Soldner's personal impulse for expanded consciousness through the process of creating, distinct from successfully achieving a preconceived goal, did much to free clay from its functional tradition. Two decades ago, with typical directress, he took the Japanese method of raku as his own. He developed the reduction technique that, by now, is the only definition of raku most non-Japanese know. The qualities of accident and immediacy inherent to the raku process have allowed Soldner to express the rightness of the moment in combination with his more painterly concerns for image, color, and texture.
The pedestal pieces seen here (twelve to twenty inches tall) combine wheel-thrown bases with battered and torn sections of slab clay, which overlap and bend back upon themselves, juxtaposing smooth finish with flowing Baroque exuberance. They retain an intimacy of scale often rejected by younger artists and achieve their power through the compressed energy of rugged clay and overlays of surface design. The surfaces of these and the wall plaques (two to three feet wide) are the layered textures of burlap, tire tread, figurative plywood stencils, and who knows what else pounded into the clay with his tennis-shoe-clad foot. Over these impressions. Soldner lays washes of color and, in repeated firings, salt, copper, fuel oil, and other substances placed directly against the works in the kiln. Many pieces are scorched with a blowtorch after and between firings. Images and colors obscure and reveal each other in counterbalance with negative smoked areas, creating seemingly infinite combinations of decorative reality.

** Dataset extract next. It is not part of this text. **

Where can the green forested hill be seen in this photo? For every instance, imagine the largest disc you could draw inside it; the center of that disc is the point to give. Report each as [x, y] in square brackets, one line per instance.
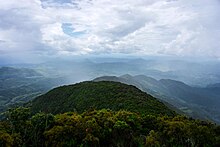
[85, 95]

The spontaneity of his method demands a controlled instinct. It also requires careful editing of the results, which has seemed lacking in some previous exhibitions. Happily, that is not the case here. Each work serves to show the freedom and freshness resulting when the process of one's art has become second nature and the aesthetic can stand unfettered. His use of the female nude and profile, animal forms, and referential landscape as figurative imagery, in the context of such "masculine" clay handling, implies the quest to combine our masculine and feminine energies-with success and eloquence.
The underlying quality of Soldner's work, however, is his respect for and receptivity to the clay itself. This is most apparent in the pedestal pieces. The dynamic drape and rigidity of slab clay is enhanced in its struggle against gravity within the classic vessel form. His willingness to violate accepted clayworking procedures has led to further innovations as well. One of the wall pieces, for example, shows how Soldner develops and incorporates process into his formal vocabulary. The piece has a large crack down the center and he was apparently moved to try pouring hot lead over it to see if that would fuse the two parts visually. This was not totally successful. However, I then noticed poured lead on some other pieces-one a very successful patching of a base, the others using lead as decoration. Each of Soldner's seemingly random techniques is born of practicality, and his gift as an artist is the ability to incorporate such accidents into his aesthetic.
It is easy for us in ceramics to take the contributions of a Soldner for granted, as his innovations have become standard procedure for so many ceramists. We gain perspective on ourselves when we see the work of one of the few ceramists old enough to be considered a mature artist by art-world standards. This should remind us that the growth and development of American ceramics has been explosive (we have not even fully absorbed what we've witnessed so far), with the best probably yet to come. It is the integrity and dedication of artists like Soldner that have sustained us up to this point.
The work discussed here was seen at Marcia Rodell Gallery, Los Angeles (November 15-December 13, 1981). Joanne Burstein is a ceramic sculptor represented by Anna Gardner Gallery and a freelance art critic.